Le film de
Bertrand Tavernier, au-delà d’embrasser une partie méconnue de la première
guerre (les combats qui se poursuivirent, dans l’Est, jusqu’en 1919), frappe
par le portrait qu’il dresse de son personnage principal, le capitaine Conan
(excellent Philippe Torreton). Guerrier terrible, façonné par et pour la
guerre, efficace et assoiffé d’action, révolté contre les pantouflards, il
rejoint ces personnages de cinéma qui, eux aussi, ne vivent qu’au travers de la
guerre. On pense au sergent Montana de Cote 465, au sergent Croft dans Les Nus et les morts (tous les deux joués par Aldo Ray) ou au sergent Hartman (R. Lee
Ermey) dans Full Metal Jacket :
ils ne vivent qu’au travers de la guerre, comme des bêtes féroces « praying for a war » comme le
dit Hartman, exaltés et violents, mais terriblement efficaces et, sans doute –
et c’est là le cœur de la réflexion – indispensables pour gagner une guerre. Beaucoup
ont fait la guerre mais nous l’avons gagnée, explique Conan à Norbert,
entendant par là qu’il faut des nettoyeurs de tranchées, sans foi ni loi, pour vaincre.

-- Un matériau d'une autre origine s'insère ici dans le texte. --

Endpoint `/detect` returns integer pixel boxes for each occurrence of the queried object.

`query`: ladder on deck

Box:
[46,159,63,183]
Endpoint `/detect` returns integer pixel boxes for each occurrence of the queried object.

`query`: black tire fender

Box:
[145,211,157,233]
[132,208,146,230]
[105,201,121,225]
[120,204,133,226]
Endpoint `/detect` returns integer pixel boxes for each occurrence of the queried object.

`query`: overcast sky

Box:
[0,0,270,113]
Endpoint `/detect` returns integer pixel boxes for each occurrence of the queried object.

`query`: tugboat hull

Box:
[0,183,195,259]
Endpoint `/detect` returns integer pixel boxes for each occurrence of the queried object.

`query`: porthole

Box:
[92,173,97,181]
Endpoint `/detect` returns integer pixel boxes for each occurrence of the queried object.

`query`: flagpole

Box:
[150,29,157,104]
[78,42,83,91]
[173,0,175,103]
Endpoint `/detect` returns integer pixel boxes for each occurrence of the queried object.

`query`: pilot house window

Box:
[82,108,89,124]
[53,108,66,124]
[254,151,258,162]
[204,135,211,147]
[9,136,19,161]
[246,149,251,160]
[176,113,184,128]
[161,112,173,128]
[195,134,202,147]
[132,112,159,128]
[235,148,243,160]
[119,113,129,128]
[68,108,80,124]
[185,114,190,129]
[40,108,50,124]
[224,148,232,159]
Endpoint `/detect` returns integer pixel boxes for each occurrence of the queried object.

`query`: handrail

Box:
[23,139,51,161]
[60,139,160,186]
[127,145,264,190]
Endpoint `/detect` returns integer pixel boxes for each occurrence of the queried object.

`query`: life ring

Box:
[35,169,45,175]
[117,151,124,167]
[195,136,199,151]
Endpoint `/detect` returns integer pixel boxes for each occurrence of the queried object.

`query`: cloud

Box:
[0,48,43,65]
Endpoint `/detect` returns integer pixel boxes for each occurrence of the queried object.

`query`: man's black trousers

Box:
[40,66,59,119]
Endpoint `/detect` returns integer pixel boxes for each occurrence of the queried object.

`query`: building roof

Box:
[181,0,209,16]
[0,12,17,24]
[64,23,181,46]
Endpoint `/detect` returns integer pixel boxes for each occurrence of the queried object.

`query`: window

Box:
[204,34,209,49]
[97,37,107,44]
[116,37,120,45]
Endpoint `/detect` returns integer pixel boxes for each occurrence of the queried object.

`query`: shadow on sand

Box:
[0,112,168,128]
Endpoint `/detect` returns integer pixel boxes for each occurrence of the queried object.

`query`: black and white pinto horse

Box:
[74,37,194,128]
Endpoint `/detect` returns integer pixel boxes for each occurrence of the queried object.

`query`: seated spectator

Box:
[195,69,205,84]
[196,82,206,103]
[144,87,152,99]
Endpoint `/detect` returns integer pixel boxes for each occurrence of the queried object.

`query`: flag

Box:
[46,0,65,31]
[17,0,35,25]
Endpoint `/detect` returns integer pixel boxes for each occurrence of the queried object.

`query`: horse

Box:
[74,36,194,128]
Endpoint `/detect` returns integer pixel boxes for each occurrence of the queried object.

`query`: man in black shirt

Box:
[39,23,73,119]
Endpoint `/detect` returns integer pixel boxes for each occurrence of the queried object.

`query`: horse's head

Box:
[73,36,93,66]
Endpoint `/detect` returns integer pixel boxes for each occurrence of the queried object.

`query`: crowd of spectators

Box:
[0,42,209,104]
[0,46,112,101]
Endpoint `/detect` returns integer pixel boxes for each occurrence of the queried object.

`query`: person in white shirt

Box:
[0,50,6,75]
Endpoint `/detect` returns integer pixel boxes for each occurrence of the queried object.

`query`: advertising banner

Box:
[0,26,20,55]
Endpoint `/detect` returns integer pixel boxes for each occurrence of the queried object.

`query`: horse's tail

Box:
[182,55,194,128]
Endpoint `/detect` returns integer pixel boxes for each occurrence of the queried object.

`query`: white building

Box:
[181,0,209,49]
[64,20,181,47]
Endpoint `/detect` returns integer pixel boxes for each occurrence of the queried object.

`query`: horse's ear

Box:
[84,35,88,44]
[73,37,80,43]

On retrouve la réflexion qui traverse Cote
465 (« Que Dieu nous
protège si, pour gagner cette guerre, il faut des gars comme vous »).
Capitaine Conan s’écarte donc des tendances
pacifistes ambiantes pour aller voir d’un peu plus près la réalité de la guerre,
avec ses atrocités et ses folies. Et Tavernier complète le tableau de ce type
de personnage : foncièrement inadapté à la vie civile, inutile, Conan dépérit
et meurt à petit feu maintenant que la paix est revenue (« comme un tank rouillé abandonné au fond d’un jardin »
dit de lui, très justement, Philippe Torreton). Et quand Norbert lui dit que la
guerre est finie, que les choses ont changé et qu’il faut s’adapter, Conan
rétorque : « demande donc à un
cleps de s’adapter à la salade, tu vas voir… ». La guerre finie, ce
personnage violent, jusqu’au-boutiste et, malheureusement, sans doute
indispensable, n’a plus de raison d’être.